To explore the physiological function of VPE in mammals, we generated and characterized VPE-deficient mice. VPE was abundantly expressed in kidney and localized in the late endosomes of the proximal tuble cells. Disruption of the VPE gene led to the enlargement of lysosomes in these cells in an age-dependent manner, which suggests that the materials to be degraded are being accumulated within the lysosomal compartments. The processing of the lysosomal proteases, cathepsins B, H, and L, from the single-chain forms into the two-chain forms was completely defected in the deficient mice. Thus, the VPE deficiency caused the accumulation of macromolecules in the lysosomes, highlighting a pivotal role of VPE in the endosomeal/lysosomal degradation system.

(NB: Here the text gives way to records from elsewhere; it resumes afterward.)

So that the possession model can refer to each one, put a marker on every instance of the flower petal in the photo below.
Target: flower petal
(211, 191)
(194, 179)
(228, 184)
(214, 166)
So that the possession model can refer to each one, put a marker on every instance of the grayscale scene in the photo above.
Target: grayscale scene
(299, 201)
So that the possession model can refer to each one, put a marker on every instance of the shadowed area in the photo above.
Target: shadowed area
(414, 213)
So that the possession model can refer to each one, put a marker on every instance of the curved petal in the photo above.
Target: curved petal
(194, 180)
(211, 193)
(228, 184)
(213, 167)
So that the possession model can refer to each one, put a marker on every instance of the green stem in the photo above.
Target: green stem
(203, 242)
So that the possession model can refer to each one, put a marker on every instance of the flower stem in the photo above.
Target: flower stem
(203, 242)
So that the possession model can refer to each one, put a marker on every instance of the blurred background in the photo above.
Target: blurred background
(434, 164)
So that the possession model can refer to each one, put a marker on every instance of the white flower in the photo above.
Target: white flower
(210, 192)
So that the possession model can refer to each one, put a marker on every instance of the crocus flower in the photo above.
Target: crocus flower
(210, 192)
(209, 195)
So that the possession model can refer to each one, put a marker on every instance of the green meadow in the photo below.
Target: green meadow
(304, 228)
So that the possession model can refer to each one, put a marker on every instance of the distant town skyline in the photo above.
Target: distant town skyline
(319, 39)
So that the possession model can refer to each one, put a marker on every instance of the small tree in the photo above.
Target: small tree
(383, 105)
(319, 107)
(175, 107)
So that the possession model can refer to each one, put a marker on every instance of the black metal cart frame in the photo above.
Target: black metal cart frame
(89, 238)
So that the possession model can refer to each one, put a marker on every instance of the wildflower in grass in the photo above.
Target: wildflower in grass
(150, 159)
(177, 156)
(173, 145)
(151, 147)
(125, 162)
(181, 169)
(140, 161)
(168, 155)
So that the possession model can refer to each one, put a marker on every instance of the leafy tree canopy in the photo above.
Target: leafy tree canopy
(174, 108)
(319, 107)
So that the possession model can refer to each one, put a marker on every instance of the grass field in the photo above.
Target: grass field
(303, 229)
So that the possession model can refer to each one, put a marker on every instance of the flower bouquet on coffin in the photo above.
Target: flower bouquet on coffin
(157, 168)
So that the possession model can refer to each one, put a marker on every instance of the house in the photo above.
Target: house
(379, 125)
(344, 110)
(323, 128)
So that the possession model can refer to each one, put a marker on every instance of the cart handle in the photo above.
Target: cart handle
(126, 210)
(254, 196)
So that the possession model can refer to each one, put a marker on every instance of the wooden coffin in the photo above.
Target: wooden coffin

VI. Role of molecular chaperones on cell differentiation.

Molecular chaperones are cellular proteins that function in the folding and assembly of certain other polypeptides into oligomeric structures but that are not, themselves, components of the final oligomeric structure. To clarify the roles of molecular chaperones on cell differentiation, we have purified and characterized chaperonin and Hsp70s and analyzed their roles in the translocation of proteins into chloroplasts.
Previously, we also characterized a mitochondrial co-chaperonin (Cpn10), chloroplast co-chaperonins (Cpn20 and Cpn10) and a small heat shock protein from Arabidopsis. In 2003, we started to characterize HSP90s. Their evolutional and functional characterization is now under experiments.